The first antibiotic was discovered in 1928 by Alexander Fleming. It was named as penicillin. Since then, several antibiotics have been discovered and they all have been serving as the cornerstone of modern medicine. However, microbes have become resistant to the drugs due to the continuous overuse and misuse of antibiotics in humans and animals, leading to the emergence and rapid spread of antibiotic/antimicrobial resistance (AMR).
World Antibiotic Awareness Week (WAAW), which is observed every year in November, aims to highlight the best practices among the public, health workers and policy makers to avoid the further emergence and spread of antibiotic resistance. This year, the event is celebrated from 18-24 November.
WHAT IS ANTIBIOTIC RESISTANCE?
Antimicrobial resistance is the ability of a microbe to resist the effects of those medicines that once could successfully kill or damage the microbes. It occurs when microbes evolve in such a way that they become able to reduce or even eliminate the effectiveness of drugs, employed to cure or prevent infections. The term antibiotic resistance can be defined as a subset of antimicrobial resistance that applies only to bacteria rather than microbes.
WHY ANTIBIOTIC RESISTANCE IS A MATTER OF CONCERN
With the growing use of antibiotics, antibiotic resistance has spread all across the globe making certain diseases such as pneumonia and meningitis difficult to treat. Doctors have to prescribe stronger drugs for a longer period due to the antimicrobial resistance. This affects the health of the patients and it becomes much difficult to manage the risk of infection in patients suffering from chronic diseases.
Studies show that antimicrobial resistance is directly proportional to the use of antibiotics. Recent statistics estimate that by 2050, nearly 10 million deaths will be caused due to antimicrobial resistance.

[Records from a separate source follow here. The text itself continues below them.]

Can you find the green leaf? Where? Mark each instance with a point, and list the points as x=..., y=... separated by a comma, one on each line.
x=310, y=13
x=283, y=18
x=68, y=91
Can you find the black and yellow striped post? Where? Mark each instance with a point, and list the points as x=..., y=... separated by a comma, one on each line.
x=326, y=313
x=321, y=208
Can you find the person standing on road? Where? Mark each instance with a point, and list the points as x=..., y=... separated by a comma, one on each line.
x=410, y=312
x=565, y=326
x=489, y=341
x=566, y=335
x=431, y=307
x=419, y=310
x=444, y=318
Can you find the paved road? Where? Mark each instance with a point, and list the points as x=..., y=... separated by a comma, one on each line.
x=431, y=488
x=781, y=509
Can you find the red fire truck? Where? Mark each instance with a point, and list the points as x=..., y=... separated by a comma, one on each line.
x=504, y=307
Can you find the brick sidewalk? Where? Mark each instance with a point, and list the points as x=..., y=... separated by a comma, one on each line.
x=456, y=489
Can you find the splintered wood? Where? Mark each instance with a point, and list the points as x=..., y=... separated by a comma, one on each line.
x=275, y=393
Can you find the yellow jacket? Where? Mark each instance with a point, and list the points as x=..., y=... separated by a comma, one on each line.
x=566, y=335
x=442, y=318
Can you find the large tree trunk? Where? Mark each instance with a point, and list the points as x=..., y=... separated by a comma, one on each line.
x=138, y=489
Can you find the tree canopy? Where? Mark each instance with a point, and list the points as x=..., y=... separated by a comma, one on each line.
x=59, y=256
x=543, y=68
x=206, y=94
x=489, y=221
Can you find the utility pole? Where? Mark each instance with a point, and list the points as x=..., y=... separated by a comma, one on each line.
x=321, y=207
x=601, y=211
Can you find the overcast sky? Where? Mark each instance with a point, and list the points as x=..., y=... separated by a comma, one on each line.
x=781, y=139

In India alone, around 12.9 billion units of antibiotics were consumed in the year 2010, which was the highest among all the countries surveyed. Considering this data, it is important to take every necessary step to stop the further advancement of antibiotic resistance.
HOW TO PREVENT OR CONTROL THE SPREAD OF ANTIBIOTIC RESISTANCE
While the government is implementing its policies, below are a few measures that can be adopted at an individual level to fight AMR:
- Avoid antibiotics when not required – always ask your doctor if antibiotics will really help. For illnesses such as bronchitis, common cold, sinus infections and other infections caused by viruses, antibiotics won’t work.
- Always finish the entire course of prescribed antibiotics even if you start feeling better. Stopping the course before the infection is completely wiped out encourages the bacteria to become drug-resistant.
- Get vaccinated – immunisations can guard you against some diseases caused by bacteria. Getting vaccination against such diseases means less or no use of antibiotics.
- Take care of hygiene – ensure that you wash your hands before and after every meal so as to avoid the occurrence of infections.
- Since antibiotic-resistant bacteria are commonly found in hospitals, caregivers must learn to take care of their hygiene.